By Gene Beresin and Mireya Nadal-Vicens | September 16, 2013 | PBS’s Brains On Trial “Science Blog”

Teenagers are convinced they are ready to take the reins – to decide and act fully, no longer wanting to be held back by overly cautious adults who don’t really ‘get it.’ Neurobiologically speaking, the adolescent brain is poised for impulsivity and thrill-seeking.

Photo credit: Alexandra McHale

In the documentary, “Brains on Trial with Alan Alda,” Jimmy Moran is on trial for attempted murder. Newly 18 years old, from a bad home, addicted to cocaine, questions of whether poor brain function affected his behavior the night he shot an innocent bystander remain constant. And being an adolescent, his brain was already primed for risky behavior.

Two separate but interconnected processes underlie teenage bravado. Firstly, the last wave of neurodevelopment, myelination, has yet to be completed. Myelination is the process of strengthening useful connections between neurons and omitting what is no longer needed.

By adolescence, most of the brain has been myelinated except for the frontal lobe, the center of “executive functioning” where planning, sequencing of activities and prioritizing long-range goals take place. Biologically, the long-range planning part of the brain is simply slower, less ‘hard-wired’ than the here-and-now information-processing parts of the brain.

Secondly, in part due to the slower inputs from the frontal lobe, thrills and rewards are just more thrilling and rewarding to teenagers. The reward center serves to motivate us by producing a small but powerful response to food, sex, and novel situations. Teenagers just get a whooping dose of this.
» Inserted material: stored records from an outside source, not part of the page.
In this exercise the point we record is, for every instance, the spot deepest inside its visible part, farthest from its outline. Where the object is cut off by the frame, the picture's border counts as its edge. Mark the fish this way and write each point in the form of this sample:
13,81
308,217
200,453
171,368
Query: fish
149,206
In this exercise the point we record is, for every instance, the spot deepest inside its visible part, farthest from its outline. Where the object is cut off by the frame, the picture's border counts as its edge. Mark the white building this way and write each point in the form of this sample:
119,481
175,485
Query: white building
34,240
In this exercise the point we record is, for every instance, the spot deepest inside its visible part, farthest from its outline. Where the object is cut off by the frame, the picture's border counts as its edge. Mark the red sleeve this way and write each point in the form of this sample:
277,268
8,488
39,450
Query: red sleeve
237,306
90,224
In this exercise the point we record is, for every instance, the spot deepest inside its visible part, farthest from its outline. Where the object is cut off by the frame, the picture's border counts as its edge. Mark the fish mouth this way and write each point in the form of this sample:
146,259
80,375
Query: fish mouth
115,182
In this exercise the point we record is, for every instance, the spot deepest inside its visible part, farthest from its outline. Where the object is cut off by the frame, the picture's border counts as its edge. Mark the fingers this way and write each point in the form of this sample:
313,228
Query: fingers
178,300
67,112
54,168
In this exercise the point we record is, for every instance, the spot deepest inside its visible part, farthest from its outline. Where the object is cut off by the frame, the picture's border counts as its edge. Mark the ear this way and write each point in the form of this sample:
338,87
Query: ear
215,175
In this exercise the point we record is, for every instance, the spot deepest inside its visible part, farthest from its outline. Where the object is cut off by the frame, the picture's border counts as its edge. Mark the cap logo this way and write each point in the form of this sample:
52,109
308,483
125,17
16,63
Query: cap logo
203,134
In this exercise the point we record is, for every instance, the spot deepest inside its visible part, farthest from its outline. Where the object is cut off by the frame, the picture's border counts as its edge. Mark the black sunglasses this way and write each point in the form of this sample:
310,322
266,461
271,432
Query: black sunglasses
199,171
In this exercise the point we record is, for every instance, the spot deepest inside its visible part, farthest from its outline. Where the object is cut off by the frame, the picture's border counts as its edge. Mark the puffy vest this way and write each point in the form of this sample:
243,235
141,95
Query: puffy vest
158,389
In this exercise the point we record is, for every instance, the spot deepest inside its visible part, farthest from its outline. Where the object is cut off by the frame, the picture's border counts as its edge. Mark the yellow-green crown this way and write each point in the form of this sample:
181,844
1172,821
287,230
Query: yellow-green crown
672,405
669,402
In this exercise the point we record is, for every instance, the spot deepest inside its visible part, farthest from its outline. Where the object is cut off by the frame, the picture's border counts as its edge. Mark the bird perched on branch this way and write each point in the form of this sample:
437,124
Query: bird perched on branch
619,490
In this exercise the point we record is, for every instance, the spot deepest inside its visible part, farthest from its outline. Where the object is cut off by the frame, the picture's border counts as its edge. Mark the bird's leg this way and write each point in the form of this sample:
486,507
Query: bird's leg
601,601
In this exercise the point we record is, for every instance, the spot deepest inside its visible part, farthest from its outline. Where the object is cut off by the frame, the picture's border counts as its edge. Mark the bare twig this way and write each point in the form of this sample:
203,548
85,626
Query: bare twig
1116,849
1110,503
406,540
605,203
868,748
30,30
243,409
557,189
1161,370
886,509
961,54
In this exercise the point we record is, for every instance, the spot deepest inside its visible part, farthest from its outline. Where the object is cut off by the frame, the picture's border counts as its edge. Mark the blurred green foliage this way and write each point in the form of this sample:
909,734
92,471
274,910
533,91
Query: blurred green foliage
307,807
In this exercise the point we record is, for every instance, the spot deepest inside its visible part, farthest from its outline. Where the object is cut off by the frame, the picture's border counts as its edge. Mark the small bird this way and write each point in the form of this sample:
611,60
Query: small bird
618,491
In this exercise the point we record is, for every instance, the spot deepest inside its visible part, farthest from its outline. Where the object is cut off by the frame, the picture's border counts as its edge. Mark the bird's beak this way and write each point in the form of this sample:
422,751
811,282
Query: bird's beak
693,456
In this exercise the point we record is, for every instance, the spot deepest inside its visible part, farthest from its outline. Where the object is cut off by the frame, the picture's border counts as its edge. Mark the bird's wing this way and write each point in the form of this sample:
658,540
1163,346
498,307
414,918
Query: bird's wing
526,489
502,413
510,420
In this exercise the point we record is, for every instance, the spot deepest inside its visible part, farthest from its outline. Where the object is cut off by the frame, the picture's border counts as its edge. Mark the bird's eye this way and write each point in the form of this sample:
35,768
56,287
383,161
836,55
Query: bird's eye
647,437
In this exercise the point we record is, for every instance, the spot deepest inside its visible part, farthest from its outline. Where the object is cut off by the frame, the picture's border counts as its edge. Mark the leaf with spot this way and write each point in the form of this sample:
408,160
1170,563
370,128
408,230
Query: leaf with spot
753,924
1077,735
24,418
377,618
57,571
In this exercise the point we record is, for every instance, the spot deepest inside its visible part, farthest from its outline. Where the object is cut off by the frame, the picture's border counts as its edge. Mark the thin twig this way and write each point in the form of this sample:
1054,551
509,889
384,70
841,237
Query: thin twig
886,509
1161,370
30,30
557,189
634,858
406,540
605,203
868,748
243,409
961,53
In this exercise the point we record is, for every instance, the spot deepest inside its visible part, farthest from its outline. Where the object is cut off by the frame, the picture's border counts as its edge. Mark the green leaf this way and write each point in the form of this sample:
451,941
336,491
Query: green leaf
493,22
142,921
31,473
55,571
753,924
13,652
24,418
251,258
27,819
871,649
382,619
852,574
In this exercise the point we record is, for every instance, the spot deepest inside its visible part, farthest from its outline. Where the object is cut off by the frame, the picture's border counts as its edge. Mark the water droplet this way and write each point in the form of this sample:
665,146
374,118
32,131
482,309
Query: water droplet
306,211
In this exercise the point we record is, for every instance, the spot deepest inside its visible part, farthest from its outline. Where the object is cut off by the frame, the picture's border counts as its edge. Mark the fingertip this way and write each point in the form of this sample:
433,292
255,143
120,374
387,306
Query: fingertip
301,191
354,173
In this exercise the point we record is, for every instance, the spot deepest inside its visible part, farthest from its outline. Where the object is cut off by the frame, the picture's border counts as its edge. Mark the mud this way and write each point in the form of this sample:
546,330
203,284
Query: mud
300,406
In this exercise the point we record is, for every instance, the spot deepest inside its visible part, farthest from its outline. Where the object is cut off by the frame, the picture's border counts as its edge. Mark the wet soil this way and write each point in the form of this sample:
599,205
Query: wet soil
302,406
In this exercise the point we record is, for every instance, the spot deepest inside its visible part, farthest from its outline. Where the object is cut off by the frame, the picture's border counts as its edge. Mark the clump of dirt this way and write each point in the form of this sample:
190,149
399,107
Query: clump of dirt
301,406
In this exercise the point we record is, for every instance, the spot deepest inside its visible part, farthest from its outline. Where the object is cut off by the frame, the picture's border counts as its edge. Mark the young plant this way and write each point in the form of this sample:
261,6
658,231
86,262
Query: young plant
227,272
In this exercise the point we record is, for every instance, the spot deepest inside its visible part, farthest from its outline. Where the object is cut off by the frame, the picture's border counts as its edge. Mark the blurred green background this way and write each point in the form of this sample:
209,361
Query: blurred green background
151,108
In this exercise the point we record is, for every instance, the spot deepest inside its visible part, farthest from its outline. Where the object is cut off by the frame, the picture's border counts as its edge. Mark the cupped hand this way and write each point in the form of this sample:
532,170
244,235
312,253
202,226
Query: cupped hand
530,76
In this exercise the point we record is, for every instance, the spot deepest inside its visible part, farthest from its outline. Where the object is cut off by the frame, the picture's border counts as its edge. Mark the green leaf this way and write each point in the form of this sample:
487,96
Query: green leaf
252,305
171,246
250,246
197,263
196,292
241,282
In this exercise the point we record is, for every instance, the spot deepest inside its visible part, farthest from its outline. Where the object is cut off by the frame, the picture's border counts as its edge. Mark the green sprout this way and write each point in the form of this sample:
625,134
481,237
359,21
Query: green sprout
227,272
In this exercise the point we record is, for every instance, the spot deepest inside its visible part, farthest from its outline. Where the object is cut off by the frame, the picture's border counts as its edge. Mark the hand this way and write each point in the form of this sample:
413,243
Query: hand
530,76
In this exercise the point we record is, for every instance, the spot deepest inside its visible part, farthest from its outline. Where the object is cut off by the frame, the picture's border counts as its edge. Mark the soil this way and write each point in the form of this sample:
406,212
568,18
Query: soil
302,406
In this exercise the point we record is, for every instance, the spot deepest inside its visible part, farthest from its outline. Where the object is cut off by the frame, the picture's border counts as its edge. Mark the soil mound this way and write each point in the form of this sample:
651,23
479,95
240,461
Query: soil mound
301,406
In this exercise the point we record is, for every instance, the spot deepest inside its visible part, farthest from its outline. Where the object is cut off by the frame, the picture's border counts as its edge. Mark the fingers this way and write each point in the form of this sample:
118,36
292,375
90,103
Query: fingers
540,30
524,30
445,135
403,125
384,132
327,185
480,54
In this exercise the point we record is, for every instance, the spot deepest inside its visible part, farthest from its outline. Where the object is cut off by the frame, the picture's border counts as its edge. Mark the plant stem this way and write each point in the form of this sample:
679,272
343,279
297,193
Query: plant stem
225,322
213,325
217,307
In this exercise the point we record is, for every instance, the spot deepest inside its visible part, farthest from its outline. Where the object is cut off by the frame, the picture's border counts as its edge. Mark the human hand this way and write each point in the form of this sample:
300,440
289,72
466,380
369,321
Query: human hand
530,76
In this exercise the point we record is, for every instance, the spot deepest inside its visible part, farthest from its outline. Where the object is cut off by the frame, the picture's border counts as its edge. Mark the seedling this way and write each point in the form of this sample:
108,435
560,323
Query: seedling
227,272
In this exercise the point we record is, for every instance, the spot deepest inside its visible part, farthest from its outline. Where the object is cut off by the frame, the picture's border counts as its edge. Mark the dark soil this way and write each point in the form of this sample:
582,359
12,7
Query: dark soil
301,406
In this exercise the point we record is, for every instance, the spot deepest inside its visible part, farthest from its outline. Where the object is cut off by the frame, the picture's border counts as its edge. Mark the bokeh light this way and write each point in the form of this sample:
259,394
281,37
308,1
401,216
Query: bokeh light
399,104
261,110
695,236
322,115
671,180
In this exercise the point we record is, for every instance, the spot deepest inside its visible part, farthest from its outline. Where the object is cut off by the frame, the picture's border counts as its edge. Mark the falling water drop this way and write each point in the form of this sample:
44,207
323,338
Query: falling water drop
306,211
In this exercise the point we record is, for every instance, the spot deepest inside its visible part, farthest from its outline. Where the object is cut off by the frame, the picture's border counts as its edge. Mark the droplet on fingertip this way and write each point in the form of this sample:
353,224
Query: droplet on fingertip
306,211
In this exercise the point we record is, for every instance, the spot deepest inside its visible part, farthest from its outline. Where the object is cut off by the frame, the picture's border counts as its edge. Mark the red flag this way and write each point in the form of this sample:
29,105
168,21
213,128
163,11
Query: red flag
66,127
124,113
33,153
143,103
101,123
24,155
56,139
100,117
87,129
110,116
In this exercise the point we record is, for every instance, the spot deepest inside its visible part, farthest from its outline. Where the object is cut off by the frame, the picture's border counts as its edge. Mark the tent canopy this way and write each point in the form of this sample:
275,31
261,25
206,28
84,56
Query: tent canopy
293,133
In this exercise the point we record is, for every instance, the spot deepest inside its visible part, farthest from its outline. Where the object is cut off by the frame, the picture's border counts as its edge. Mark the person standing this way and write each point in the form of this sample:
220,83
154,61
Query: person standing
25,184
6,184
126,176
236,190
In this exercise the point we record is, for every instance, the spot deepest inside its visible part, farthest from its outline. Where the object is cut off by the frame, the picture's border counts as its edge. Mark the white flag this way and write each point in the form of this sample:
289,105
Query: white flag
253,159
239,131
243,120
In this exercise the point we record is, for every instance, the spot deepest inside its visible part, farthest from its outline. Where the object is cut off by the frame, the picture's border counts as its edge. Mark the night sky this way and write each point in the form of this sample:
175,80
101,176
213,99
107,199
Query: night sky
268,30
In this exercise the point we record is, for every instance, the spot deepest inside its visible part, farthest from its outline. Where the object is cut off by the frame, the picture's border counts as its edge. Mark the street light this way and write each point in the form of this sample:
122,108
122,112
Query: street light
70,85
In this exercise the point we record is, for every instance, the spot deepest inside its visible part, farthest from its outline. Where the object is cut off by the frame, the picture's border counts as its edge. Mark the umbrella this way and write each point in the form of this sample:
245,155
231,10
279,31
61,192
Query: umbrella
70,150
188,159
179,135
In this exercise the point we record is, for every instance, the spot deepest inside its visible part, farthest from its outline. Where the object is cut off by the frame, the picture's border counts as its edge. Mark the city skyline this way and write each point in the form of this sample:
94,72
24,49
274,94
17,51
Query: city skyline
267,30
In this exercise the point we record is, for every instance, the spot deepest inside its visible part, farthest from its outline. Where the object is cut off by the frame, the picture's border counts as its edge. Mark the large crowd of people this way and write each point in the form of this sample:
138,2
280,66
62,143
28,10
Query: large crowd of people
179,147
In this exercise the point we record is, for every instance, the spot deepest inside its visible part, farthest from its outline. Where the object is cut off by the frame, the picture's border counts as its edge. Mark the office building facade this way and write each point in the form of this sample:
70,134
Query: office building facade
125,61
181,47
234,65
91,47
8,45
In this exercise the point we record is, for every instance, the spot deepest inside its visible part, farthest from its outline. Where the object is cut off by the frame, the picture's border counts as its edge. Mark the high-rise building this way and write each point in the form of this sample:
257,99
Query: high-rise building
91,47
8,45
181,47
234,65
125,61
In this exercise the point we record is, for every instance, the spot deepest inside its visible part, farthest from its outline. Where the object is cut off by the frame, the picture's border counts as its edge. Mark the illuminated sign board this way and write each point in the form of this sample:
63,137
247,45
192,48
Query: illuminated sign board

In part due to the slower inputs from the frontal lobe, adolescents perceive short-term rewards as more rewarding than adults, and even small rewards are experienced as larger, better, more engrossing than they do to adults. Jokes are funnier, experiences are often, repeatedly ‘the best,’ everything is more urgent and more intense. Everything is worth doing because it feels so good, so right. The brakes, or the ability to contextualize certain pleasures and to appraise the relevant risks, are simply not hard-wired yet.